The two-day U.S.-China Human Rights Dialogue starts Wednesday in Beijing. The State Department said last week the talks would focus on the dissident crackdown, rule of law, freedom of religion and expression, and labor and minority rights.

China wants to talk about new human rights developments in both countries, as well as China-U.S. cooperation on human rights at the United Nations.


Voters in final balloting after deadly riots

KANO | Nigerians voted in state governor elections Tuesday in the last of three landmark ballots this month, after presidential polls set off unrest thought to have killed hundreds last week.

Turnout appeared to be down in a number of areas, with reports of some electoral workers refusing to show up out of fear of further attacks and an estimated 74,000 people displaced from last week’s rioting.

Security was tight, with curfews and military patrols having largely restored calm in Africa’s most populous nation, but there were still reports of ballot-box snatching in a number of states.


Bomb kills 8 on bus, but motive unclear

MOGADISHU | A bomb exploded in a minibus Tuesday, killing eight civilians and wounding 13 others in southwest Somalia, a local elder reported.

The vehicle was traveling between the districts of Elberde and Luq in a region that has seen clashes in recent months between Islamist insurgents and pro-government forces.

Responsibility for the attack has not been claimed, and its motive remains obscure.

Somalia’s al-Qaeda-affiliatedal-Shabab rebel group recently threatened to bomb public places such as shopping malls, government offices and places of worship over the four-day Easter weekend.

Al-Shabab controls large swaths of Somalia and has been engaged in a bruising insurgency against the internationally backed transitional government.


Muslim rebels threaten attacks on government forces

ALMATY | Islamist rebels in Tajikistan threatened Tuesday to renew attacks on government forces and called on Tajiks to rise up against President Imomali Rakhmon.

“It is time for the Muslims to stand up and throw off the chains of [Imomali Rakhmon] and his wretched inner circle,” a group calling itself the Mujahideen of Tajikistan said in an English-language statement.

The secular, mainly Muslim country of 7.5 million people borders Afghanistan in the north and is the poorest nation in the former Soviet Central Asia. Peace remains fragile after a brutal 1992-97 civil war.

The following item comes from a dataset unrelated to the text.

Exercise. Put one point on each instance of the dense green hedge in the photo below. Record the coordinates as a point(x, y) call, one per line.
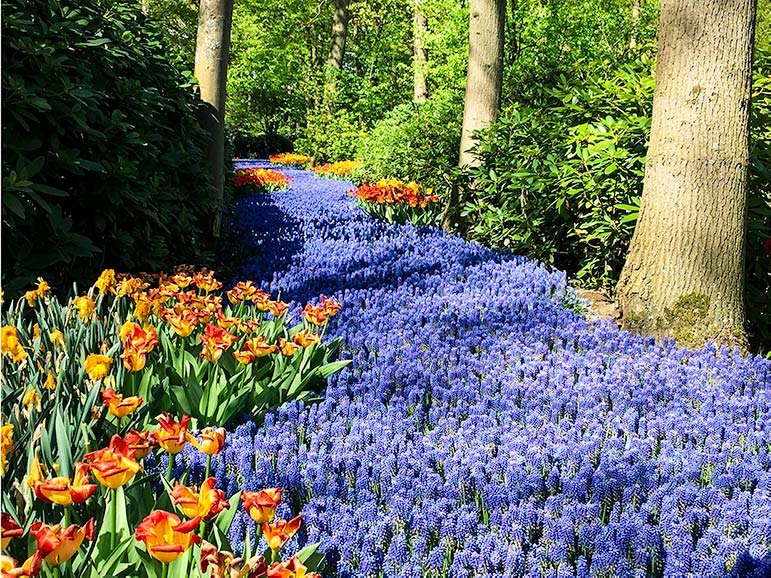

Security forces this month tracked down and killed an Islamist warlord known as Mullah Abdullo and accused him of carrying out an attack on a column of troops in September.


Two policemen killed in Kashmir attack

SRINAGAR | Suspected separatists fatally shot two police officers on a patrol in Indian Kashmir’s main city of Srinagar, police said Tuesday.

It was the second major strike this month in Srinagar, the main hub of Muslim militants fighting Indian rule in the disputed Himalayan region. The latest attack took place on Monday night outside a police station.